El que es pobre, allá él, el que sufre que no vaya cargando a los demás con sus
desdichas pues nadie le hará el más mínimo caso. Si acaso lo mortificarán y lo
aplastarán como hacen las mafias y tratantes de esclavos que traen a estos
africanos y asiáticos a Europa metiéndoles en barcazas inmundas y poniéndolos a
la deriva en el Mediterráneo. Los
inmigrantes que van dentro saben que
pueden morir. Lo aceptan. Saben que se pueden ahogar, que puede que los
devuelvan a su lugar de origen... Es una apuesta sobre la propia vida. Pero si,
por un azar, es rescatado, sabe que su vida dará un giro copernicano y desde
ese momento entenderá que debe ser la sociedad y el estado occidental quien se
debe encargar de mantenerlo. Los que han llegado animan a los que están a punto
de salir. “Venid. Aceptad el peligro. Lo
que hay a este lado es mil veces mejor
que lo mejor de lo que queda allí”. Y los inmigrantes en seguida entienden
nuestras contradicciones, nuestro sentimiento de culpa y lo explotan. Saben que
nos sentimos culpables de ser ricos. No lo entienden pero se dan cuenta de que
es un mecanismo del que se puede sacar pingües beneficios. Subsidios, ayudas de
todo tipo, reagrupamiento familiar, escuela, sanidad gratis. Algo inimaginable
en la África de que provienen. Es
sus países no existen los derechos humanos ni las libertades pero ellos no se
preocuparán demasiado para lograrlas. No forman parte del juego. Todo es cruel
pero nadie lo cuestiona. Sin embargo, en cuanto lleguen a occidente se imbuirán
de un afinadísimo sentimiento de lucha por los derechos que reclamarán para no
ser discriminados, para no ser excluidos de las dádivas públicas que saben que
pueden conseguir. Lo que quieren es sencillo y humano: trabajo, vivienda, vivir
con la propia familia que querrán traer en cuanto puedan. En su país hubieran
aguantado todas las humillaciones, la ley del más fuerte, y no se hubieran
rebelado en absoluto. No hubiera tenido sentido. Y habrían sido aplastados sin
más explicaciones. Aquí es diferente. Se hacen luchadores por los derechos
humanos. Tienen asociaciones que los ayudan a ser conscientes de ellos. Y el
estado los ayuda. O les permite vivir infinitamente mejor que en sus países.

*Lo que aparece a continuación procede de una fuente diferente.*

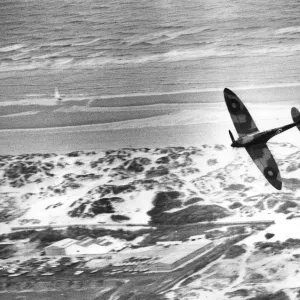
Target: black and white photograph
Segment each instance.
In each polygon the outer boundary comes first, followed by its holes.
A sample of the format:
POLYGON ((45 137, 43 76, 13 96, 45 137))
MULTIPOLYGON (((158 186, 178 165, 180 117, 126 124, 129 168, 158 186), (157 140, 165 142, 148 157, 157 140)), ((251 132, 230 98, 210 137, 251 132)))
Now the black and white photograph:
POLYGON ((300 300, 298 0, 0 0, 1 300, 300 300))

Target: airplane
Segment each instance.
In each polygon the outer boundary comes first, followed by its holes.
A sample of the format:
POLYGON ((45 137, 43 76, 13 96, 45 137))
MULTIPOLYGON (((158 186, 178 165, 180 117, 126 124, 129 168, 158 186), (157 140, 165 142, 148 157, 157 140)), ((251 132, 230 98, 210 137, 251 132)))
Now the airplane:
POLYGON ((229 135, 232 141, 231 147, 245 148, 259 170, 277 190, 282 188, 282 179, 275 159, 273 158, 267 142, 274 136, 293 127, 300 130, 300 113, 297 108, 291 110, 293 123, 274 129, 259 131, 246 106, 231 90, 224 89, 225 102, 239 135, 234 139, 232 132, 229 135))

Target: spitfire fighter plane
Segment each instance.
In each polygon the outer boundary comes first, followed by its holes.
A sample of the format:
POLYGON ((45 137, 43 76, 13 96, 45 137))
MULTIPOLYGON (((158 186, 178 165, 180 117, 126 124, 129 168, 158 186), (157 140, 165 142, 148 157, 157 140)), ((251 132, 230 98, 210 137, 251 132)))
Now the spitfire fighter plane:
POLYGON ((266 131, 259 131, 246 106, 235 93, 226 88, 224 89, 224 97, 231 119, 239 135, 239 138, 234 140, 233 134, 229 130, 232 140, 231 147, 245 148, 269 183, 276 189, 281 190, 282 180, 280 172, 266 143, 275 135, 295 126, 300 130, 300 113, 298 109, 292 108, 293 123, 266 131))

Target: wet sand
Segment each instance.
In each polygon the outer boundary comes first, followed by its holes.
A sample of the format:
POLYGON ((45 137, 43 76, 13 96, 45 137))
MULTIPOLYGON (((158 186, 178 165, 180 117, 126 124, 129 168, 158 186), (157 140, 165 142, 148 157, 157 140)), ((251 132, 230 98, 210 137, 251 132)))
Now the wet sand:
MULTIPOLYGON (((297 95, 300 94, 296 88, 240 90, 235 92, 247 105, 260 130, 291 123, 291 107, 298 106, 300 108, 300 101, 295 100, 298 97, 297 95), (251 102, 251 99, 255 96, 258 97, 257 99, 263 99, 264 94, 276 93, 278 93, 278 97, 283 97, 283 94, 285 94, 286 99, 289 101, 271 102, 268 99, 266 102, 251 102)), ((198 103, 164 103, 123 107, 72 105, 56 108, 52 112, 52 114, 61 114, 60 117, 63 117, 60 120, 72 116, 74 122, 77 122, 76 125, 80 126, 24 129, 26 126, 22 123, 22 120, 34 119, 34 114, 0 117, 2 122, 13 119, 14 122, 18 122, 18 128, 23 128, 8 130, 2 128, 0 130, 0 154, 62 153, 75 150, 122 147, 198 146, 209 143, 229 145, 228 129, 232 130, 235 137, 237 137, 237 134, 222 99, 223 93, 211 93, 214 97, 220 97, 222 101, 207 103, 204 97, 206 94, 199 93, 198 103), (99 117, 103 117, 105 114, 105 118, 101 119, 99 117), (89 120, 89 116, 95 118, 91 117, 89 120), (82 122, 83 119, 85 119, 85 122, 82 122)), ((182 94, 182 96, 184 95, 187 96, 187 94, 182 94)), ((151 96, 151 99, 153 102, 158 102, 160 97, 159 95, 151 96)), ((177 95, 177 97, 179 96, 177 95)), ((142 98, 139 99, 139 101, 142 101, 142 98)), ((267 96, 265 99, 267 99, 267 96)), ((119 104, 118 101, 115 102, 115 105, 119 104)), ((126 101, 128 104, 130 99, 126 98, 124 101, 123 104, 126 101)), ((42 121, 41 118, 40 122, 42 121)), ((72 122, 69 124, 72 125, 72 122)), ((6 128, 9 128, 9 126, 6 128)), ((276 136, 274 141, 300 144, 299 134, 297 129, 293 128, 282 135, 276 136)))

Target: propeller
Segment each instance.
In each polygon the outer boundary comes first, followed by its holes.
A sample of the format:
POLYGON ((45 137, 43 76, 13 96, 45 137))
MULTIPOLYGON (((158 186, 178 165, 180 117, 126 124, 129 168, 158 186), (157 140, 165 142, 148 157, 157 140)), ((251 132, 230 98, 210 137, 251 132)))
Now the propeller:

Pero no están agradecidos. Sienten desprecio en cierta medida por los
benefactores porque los sienten débiles, ricos pero débiles. Y ellos desprecian
la debilidad, la nuestra. Desprecian nuestro sentimiento de compasión. Pero se aprovechan de él, de
esa percepción de que somos culpables de los males del mundo, de la
desigualdad, de todas la injusticias que existen, y, por fin, de nuestro
bienestar como sociedades. Hay muchos españoles que quitarían las vallas de Melilla por inhumanas y dejarían entrar
a millones de africanos integrándolos en la Seguridad Social, a los que habría que dar viviendas y a ser
posible trabajo. Y todos esos barcos que se hunden someten a nuestra sensación
de culpa a un agudo desgaste. Sí, somos culpables de no poner puentes entre África y Europa, de no ofrecer los
buques de turismo para traer a todos los que quieran venir. Serían decenas de
millones, tal vez más. Somos culpables de que se hundan esos botes de pesca
donde los traficantes meten sin compasión a novecientas personas porque saben
que juegan con el azar del rescate, una ruleta rusa pero que a veces funciona.
El mundo es atroz. Nadie tiene compasión
de nadie en los países de que provienen. Es un concepto que no existe. Huyen de
África, de parte de Asia, de las dictaduras, de las
hambrunas, de las persecuciones. Solo
buscan un futuro mejor y de paso muchos quieren traer sus sociedades a Europa, sus teocracias, su islam y la sharia. Hay algunos, tal vez muchos o
pocos, que sabrán reconocer la oportunidad que se les abre con las libertades y
jamás querrían retornar de nuevo a sus infernales sociedades, pero otros,
muchos o pocos, querrán conquistar o reconquistar Europa para el Islam.
Conocen nuestras debilidades, nuestras dudas, nuestra fragilidad y, sobre todo,
nuestro sentimiento de culpa que disfrazamos de compasión.